Once there, I am 99 percent of the time pleased: I have a lot of fun, I go home happy, savor moments of the evening and tell myself I will never dread a party again.
The reverse is true, too. When I go with great expectation, I am so often let down. The disappointment is palpable, reminding me to quit expecting a lot and I’ll then be happy with whatever it is I get.

This is another way of saying that life is perverse no matter how you approach it.

#5 note: How many times can I go to the grocery store (or the hardware store) to get what I need for a recipe (or a project), only to get home with the wrong thing, or not enough of the right thing, or an item that was on my list but I paid no attention to?

This has happened to me enough in my life to gain the reputation of being flakey, forgetful, out to lunch. I know this is true. I call it “paying no attention” because living in the novel in my head is a lot more fun, intriguing, loving and dramatic compared to the reality of going to the store.

The positive part of this is that it doesn’t make me think I’m ageing poorly because my behavior has not changed much from a young age. My friends are becoming quite forgetful, but not me; I’m skimming along in the same potholed grooves I slipped into at 19. Or 12. Seven? One of those ages.

#6 note: Here’s a note that I tried but could not get a decently long enough column out of: Why do we think we’re younger than we are?

The short column resulting from this dumb question would have gone something like this – because we looked better then. End of column.

Some would say it’s because we don’t see that well now, so we don’t notice in the mirror anything but what we used to see.
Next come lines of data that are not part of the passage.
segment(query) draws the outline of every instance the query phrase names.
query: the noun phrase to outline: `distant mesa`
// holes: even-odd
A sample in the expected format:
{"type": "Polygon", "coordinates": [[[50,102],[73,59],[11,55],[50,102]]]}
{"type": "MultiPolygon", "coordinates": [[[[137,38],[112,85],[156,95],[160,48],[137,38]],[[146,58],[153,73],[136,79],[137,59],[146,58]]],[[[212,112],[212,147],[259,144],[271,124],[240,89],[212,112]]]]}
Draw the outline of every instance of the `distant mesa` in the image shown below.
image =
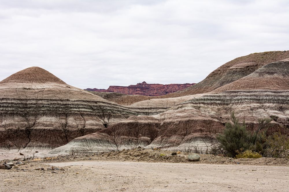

But, really, every photo of ourselves we receive now from some relative or friend from some party or funeral and study mercilessly is clearly not what we looked like at our best, whatever year that was. (For my mom, it was 18; for me it was 45. It prob’ly has something to do with how good the year was as much as how youthful we looked.)

And unless you’re under 18, how many of us have ever wanted to be older than we are?

#7 note: I can’t wait to leave my hometown.

This is often true even if you lived in New York City, the town where Fame lives that many people from the hinterlands can’t wait to live in and partake of.

Leaving has a lot to do with adventure and getting away from your family. The two are inextricably entwined – parents aren’t usually thrilled with your thrill-seeking, so you have to get away in order to have an adventure or two, the likes of which you can only do far away from your hometown.

That they were once in that boat does not occur to us when we’re fleeing. And so many of us return to retire into the bosom of our native air/soil/light/vista/scents. Jefferson is a prime example – there are dozens of returnees to the Center of the Universe, a name I called my hometown all those years I was escaping it. That’s some kind of irony I didn’t look into at all.

#8 note: This is really a cheat because it comes from last night (which would be this year, not last year) when I listened on the radio to the President’s monotone exaggeration of bandits, rapists, drug runners, terrorists and pretend mothers with children not their own leaping across our southern border for their own selfish, horrid, illegal interests; and then hearing the two Democrats who supposedly were to gainsay him. I was angrier at them than him; and my column note is this: Why didn’t the Democrat responders to the President just say what has now become a trope – we’re not interested in advancing over $5 billion for a Dark Ages fix to a 21st Century boondoggle; and quit lying about it to make it our fault.

This is the end of my notes to myself from last year (and yesterday). I have already started on my new list, as you can see.